Around 50 students and staff members filed into Dicke Hall on Nov. 3 to listen to genocide scholar Hikmet Karčić’s lecture on the Bosnian genocide from 1992 – 1995 during the Bosnian War. The event was sponsored by the political science and international studies departments.
As the lecture began, Karčić spent time explaining the region’s history of ethnic diversity between Muslim Bosniaks, Orthodox Serbs and Catholic Croats. He talked of the modern history surrounding former Yugoslavia and how its collapse in 1980 and rising nationalist sentiments ultimately led to the Bosnian genocide. The room quieted as he displayed photographs of people, malnourished in camps, standing behind barbed wire. Audience members audibly gasped at a picture of a mass grave, the corpses mangled and muddied in graphic detail. He paused as he reflected on a personal story of a teacher-turned-police chief who embraced Serbian nationalist beliefs and sent his students off to their deaths at the hands of the army as a result.

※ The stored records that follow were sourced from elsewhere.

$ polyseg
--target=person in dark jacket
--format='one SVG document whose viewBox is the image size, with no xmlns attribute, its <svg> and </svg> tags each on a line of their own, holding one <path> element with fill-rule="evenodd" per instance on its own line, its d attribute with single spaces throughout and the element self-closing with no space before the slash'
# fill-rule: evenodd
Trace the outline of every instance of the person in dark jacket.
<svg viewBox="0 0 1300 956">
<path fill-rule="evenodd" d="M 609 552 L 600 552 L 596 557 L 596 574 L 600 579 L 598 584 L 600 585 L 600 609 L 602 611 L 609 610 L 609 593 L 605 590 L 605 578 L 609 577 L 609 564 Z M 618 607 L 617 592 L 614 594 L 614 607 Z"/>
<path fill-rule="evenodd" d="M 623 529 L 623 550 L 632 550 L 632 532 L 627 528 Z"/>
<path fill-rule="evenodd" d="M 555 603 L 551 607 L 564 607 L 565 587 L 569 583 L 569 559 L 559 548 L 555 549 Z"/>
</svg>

“Genocides have been happening since mankind has been here,” Karčić said in an interview with the Trinitonian. “The good thing is that we’re finally talking about it. It’s important that we can probably in the future be able to prevent these, and I think we are almost getting there.”
Karčić is a Bosnian senior researcher for the Institute for the research of crimes against humanity and international law at the University of Sarajevo. Karčić had already spent 10 years working with Trinity departments and faculty for the study abroad program in Bosnia, and this week was his first time coming to campus in person. Chair of the political science department, associate professor Rosa Aloisi, who is also the primary leader of the Beyond the Classroom study abroad program in Bosnia, met Karčić through collaborating on this program. She had also previously worked with the team for the International Criminal Tribunal for the Former Yugoslavia (ICTY) in 2009 and personally witnessed the prosecution of war criminals up close.
“I’m thrilled for the students to learn about the roots of the Bosnian genocide,” Aloisi said. “Not from me, I’m a legal scholar more than I am a historian, but from someone who is from the area and who was at the pulse of the situation right now. So what is happening right now? What is the legacy of the violence that was perpetrated?”
The lecture had an impact on the students there, including students from international studies and sociology departments. Among the attendees of the lecture was Nina Pollak, senior political science and Spanish double-major. Having attended the Beyond the Classroom program in Bosnia in the summer of 2024, she met Karčić there and studied the history of the war and genocide.
“It’s a horrible history, but it truly should be talked about way more than it is,” Pollak said after the lecture. “I wanted to come to the talk because I love them all, and they’re great people. And this topic is fascinating.”
The lecture was not the end of Karčić’s stay in San Antonio. For the remainder of the week, he continued to work with Trinity students and staff on campus. There was a second event, a screening for “Quo Vadis, Aida?,” a documentary further exploring the events of the genocide, on Wed. Nov. 5, at 5:30 p.m. in Dicke Hall, 108. On Thurs. Nov. 6, he concluded his stay with a final lecture entitled “Bosnia and the Transatlantic Far Right” at 5:30 p.m. in the same lecture hall.